When we respect ourselves, we’re more free and able to respect others: their personal limits, boundaries, etc.https://psychcentral.com/blog/how-to-respect-other-peoples-boundaries/
Maybe your judgments don’t manifest in the ways aforementioned? Have you ever written a script in your head of what you think someone else’s response to you should be? Have you ever felt upset (disappointed, frustrated, resentful, etc) because you asked someone to do something for/with you and they declined?
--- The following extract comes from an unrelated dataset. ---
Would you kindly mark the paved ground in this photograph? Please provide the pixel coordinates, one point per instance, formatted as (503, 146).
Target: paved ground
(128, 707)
Have you ever attempted to alter your perception, to include the possibility that it has nothing to do with them, and it’s actually about the fact that you’re not secure enough to accept an answer that you didn’t want to hear?? “Expectations are premeditated resentments.” J.A.Johnson-PhD 
https://www.google.com/amp/s/www.psychologytoday.com/us/blog/cui-bono/201802/the-psychology-expectations%3Famp
Whether it’s conscious or not, when you do not respect others decisions of what to do with their own time/energy/feelings/bodies, when you treat them differently because you feel “upset” they didn’t do as YOU would have liked/imagined, it is an attempt to manipulate them to your whims in response to perceived rejection. This is unhealthy and self defeating behavior. 
How to gracefully deal with rejection:https://www.google.com/amp/s/lifehacker.com/how-to-gracefully-deal-with-rejection-1818702428/amp
 It is so much easier said than done, to triumph  over ones defensiveness & insecurities; we all have them, and we all need to constantly take self inventory to keep them (and our response to them) in check. It’s not an easy task, but  it is worth it tenfold, and will ultimately make you a much better person.  We all deserve happiness & inner peace.